Je ne sais pas par où commencer. Voir Josh loin de moi ? Honnêtement, je ne sais même pas si j’en souffrirais. A ça me tue de le savoir, de me rendre compte. Elle veut la vérité ? Je ne suis pas un trouillard, je ne suis même pas un lâche, j’ai toujours eu bien trop tendance à observer les choses et les faits sans voile, sans fard, sans modification, sans retouche. Et elle n’avait pas besoin de me dire que c’était mal parti pour que je le sache, bien au contraire… « Vous ne m’aimez pas. » C’est un constat. « J’imagine que je n’attire pas nécessairement la sympathie, donc c’est normal. Et vous essayez d’être la plus impartiale possible, c’est tout à votre honneur. Soyons honnête, ce n’est même pas que je suis mal parti : j’ai… » Je soupire, claquant ma langue contre mon palais. « j’ai strictement aucune raison de me battre pour Josh. Stratégiquement parlant, même, ce serait logique que je ne demande pas le divorce ou que je laisse les choses en plan. Mais je n’aime pas Helen, ça fait des années que je ne l’aime plus. Elle est… c’est pas de sa faute, c’est juste que… » Premier mensonge que je m’autorise, et encore ce n’est pas vraiment de sa faute. « Je ne sais pas ce que vous avez contre les militaires, vous faites ce que vous voulez. Mais… j’ai trente quatre ans. je suis dans l’armée depuis mes dix-huit ans, dans les forces spéciales depuis mes vingt-deux, vingt-quatre ans. Mes déplacements, mes missions, c’était ma vie. Quand Helen m’a demandé en mariage, je me suis juste dit que je l’aimais bien, que ça me tenterait bien qu’elle soit mon port d’attache mais que je ne souffrirai pas éperdument en étant loin d’elle. J’avais juste pas compris que… c’était pas son cas. » Je me mords la lèvre. « Vous m’avez demandé ce que ce mariage signifiait pour moi et bien je vais vous le dire : juste un échange de bons procédés. » Je me rends compte, un peu tard, que je ne réponds pas à sa question.

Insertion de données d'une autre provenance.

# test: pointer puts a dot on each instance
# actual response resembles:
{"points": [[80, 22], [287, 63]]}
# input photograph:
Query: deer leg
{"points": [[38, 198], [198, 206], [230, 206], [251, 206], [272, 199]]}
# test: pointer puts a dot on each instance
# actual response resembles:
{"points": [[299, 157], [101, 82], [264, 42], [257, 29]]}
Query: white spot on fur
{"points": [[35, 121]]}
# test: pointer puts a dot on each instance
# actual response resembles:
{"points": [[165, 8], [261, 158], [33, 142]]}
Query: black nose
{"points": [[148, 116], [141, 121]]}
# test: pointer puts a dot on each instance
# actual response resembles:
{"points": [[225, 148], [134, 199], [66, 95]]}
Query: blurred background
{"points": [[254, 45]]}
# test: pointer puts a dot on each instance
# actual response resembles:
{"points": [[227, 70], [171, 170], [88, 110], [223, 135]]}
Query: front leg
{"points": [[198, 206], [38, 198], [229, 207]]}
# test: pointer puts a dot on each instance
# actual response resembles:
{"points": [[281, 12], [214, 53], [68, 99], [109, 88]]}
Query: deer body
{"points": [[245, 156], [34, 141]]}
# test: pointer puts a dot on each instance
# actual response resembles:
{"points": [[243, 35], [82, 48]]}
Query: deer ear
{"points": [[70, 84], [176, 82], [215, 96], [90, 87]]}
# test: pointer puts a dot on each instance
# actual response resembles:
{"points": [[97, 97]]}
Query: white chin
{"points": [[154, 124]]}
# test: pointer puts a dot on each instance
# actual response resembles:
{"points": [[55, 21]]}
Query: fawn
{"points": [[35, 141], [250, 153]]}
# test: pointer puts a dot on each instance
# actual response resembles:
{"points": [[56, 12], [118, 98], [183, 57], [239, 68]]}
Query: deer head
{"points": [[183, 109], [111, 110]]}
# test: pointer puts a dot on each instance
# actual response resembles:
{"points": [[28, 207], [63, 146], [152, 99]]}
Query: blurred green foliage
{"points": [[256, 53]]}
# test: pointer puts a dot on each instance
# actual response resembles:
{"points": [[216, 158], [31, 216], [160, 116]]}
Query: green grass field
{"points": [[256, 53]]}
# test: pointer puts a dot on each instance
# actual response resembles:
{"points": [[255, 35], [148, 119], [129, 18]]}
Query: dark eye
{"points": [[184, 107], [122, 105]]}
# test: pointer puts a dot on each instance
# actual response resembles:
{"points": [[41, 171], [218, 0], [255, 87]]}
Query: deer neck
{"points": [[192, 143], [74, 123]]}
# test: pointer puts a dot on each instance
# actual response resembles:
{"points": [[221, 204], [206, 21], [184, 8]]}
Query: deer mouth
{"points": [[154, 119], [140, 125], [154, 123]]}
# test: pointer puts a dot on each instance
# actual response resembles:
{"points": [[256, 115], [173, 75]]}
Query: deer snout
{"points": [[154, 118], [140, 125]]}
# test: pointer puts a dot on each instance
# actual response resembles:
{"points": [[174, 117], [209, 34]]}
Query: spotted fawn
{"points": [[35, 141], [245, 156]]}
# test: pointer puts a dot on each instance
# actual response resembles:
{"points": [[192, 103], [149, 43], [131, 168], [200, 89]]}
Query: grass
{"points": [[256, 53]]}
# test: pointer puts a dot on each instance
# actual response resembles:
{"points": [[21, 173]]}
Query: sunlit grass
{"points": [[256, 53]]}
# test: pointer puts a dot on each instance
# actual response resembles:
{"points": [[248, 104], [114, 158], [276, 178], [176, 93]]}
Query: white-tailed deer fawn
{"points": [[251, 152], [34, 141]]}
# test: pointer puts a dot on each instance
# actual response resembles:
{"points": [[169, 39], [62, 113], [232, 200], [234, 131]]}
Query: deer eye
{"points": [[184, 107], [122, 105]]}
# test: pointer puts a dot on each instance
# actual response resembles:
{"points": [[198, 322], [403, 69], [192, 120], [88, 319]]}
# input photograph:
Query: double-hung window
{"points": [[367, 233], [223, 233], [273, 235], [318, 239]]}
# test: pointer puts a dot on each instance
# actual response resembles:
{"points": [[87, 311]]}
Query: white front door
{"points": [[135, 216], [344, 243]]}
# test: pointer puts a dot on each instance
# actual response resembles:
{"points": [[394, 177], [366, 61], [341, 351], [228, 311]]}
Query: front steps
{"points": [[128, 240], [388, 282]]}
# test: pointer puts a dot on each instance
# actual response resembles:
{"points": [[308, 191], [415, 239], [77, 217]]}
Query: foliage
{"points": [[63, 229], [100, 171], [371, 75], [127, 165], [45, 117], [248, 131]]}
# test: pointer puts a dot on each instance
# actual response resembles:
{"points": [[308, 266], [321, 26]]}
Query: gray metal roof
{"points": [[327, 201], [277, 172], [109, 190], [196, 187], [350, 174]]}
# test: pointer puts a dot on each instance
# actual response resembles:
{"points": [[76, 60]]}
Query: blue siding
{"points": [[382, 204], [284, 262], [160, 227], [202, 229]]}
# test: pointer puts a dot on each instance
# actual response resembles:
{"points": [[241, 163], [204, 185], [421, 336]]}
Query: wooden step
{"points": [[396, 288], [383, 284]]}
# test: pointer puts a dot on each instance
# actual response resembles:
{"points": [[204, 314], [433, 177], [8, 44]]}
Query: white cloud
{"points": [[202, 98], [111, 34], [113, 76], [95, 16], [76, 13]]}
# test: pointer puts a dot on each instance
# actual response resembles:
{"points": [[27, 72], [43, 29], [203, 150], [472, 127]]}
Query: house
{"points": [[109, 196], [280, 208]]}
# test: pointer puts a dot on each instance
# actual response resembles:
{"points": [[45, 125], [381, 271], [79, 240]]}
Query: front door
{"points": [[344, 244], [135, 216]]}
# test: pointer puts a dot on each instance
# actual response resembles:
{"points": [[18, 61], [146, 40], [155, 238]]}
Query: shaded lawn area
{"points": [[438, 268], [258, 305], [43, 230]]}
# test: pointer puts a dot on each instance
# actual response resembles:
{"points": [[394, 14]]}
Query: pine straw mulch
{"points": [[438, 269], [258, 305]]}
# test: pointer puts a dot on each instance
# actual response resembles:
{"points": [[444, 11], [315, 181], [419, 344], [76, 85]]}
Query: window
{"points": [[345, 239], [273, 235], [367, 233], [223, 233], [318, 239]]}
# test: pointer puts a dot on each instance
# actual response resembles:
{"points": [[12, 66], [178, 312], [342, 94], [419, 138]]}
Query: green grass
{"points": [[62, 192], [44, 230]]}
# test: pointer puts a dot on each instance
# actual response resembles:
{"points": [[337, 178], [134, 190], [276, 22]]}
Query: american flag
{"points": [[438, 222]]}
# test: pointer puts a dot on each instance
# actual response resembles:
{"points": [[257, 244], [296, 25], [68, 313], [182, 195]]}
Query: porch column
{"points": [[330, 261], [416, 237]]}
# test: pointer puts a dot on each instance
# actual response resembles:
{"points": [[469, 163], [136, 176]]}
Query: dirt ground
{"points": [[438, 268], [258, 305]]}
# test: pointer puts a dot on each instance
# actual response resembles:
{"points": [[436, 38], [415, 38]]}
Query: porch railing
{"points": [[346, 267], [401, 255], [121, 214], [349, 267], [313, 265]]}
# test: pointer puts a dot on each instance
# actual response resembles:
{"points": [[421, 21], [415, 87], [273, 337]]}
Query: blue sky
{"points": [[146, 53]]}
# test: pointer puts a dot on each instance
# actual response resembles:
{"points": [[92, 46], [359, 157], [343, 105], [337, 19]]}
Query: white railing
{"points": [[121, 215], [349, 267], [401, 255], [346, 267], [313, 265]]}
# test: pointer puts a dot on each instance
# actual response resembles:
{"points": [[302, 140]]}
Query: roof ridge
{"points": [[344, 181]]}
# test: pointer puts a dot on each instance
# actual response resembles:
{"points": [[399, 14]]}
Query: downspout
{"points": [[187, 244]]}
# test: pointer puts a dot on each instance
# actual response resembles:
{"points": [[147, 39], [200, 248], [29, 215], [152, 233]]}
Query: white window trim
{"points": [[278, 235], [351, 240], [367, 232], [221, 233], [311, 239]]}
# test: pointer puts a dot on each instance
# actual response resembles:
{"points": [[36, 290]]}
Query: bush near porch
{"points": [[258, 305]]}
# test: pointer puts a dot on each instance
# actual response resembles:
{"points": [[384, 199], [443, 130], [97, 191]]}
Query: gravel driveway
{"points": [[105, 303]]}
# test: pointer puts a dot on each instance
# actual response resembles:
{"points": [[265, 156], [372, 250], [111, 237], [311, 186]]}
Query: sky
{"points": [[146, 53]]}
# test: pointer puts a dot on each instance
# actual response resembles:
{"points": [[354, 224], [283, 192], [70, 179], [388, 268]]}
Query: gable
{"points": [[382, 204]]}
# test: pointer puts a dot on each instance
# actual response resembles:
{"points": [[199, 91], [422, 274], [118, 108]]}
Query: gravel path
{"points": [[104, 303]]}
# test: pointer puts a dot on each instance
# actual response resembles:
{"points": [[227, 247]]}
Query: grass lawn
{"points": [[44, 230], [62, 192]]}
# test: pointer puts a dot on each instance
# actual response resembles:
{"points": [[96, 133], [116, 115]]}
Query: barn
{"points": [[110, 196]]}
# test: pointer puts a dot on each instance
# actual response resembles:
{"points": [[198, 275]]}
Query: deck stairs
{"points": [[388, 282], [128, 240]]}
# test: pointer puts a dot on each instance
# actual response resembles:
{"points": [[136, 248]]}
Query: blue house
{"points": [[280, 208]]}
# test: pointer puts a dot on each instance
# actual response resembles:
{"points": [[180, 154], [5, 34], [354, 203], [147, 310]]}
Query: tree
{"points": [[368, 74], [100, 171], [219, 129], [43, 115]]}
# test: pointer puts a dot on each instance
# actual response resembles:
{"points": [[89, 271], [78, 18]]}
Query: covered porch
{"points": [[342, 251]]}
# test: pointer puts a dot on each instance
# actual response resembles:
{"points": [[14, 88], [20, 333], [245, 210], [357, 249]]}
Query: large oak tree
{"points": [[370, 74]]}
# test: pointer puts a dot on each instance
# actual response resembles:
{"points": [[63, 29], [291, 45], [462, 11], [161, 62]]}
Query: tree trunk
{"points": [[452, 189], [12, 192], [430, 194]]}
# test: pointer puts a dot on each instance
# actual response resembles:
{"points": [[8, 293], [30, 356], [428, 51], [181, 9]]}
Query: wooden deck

Que, surtout, je ne lui donne strictement aucune raison de se dire que j’ai envie d’avoir la garde de Josh. Que je tiens à mon fils. Je me passe une main sur le visage, une main sans sensation. Qui me fait l’effet d’une claque. Je ne peux pas lui en parler, bien évidemment, je ne peux pas lui dire qu’Helen tout comme moi ne pouvons pas élever un gosse, que notre influence risque d’être malsaine surtout si elle commence à l’élever dans l’idée que les mutants ne sont pas des êtres humains. « S’il n’y avait pas Josh, j’essayerai bien de reconstruire un truc avec elle mais… » Je prends mon inspiration. « Elle est malsaine. » C’est un constat, là encore. « Non seulement je ne l’aime pas, mais en plus son comportement avec moi, avec le petit, est complètement malsain. On ne dirait pas, je le sais très bien, mais… » J’hausse les épaules. « Je ne suis pas forcément le mieux placer pour élever Josh, mais je préfère sincèrement qu’il soit dans une famille d’accueil plutôt qu’avec elle. Et maintenant j’imagine que non seulement vous ne m’aimez pas, mais qu’en plus votre fibre maternelle et tutti quanti me considère comme un monstre qui n’avait pas son mot à dire puisqu’il n’a pas été là pour voir grandir le petiot. » Je suis lucide. Extrêmement lucide.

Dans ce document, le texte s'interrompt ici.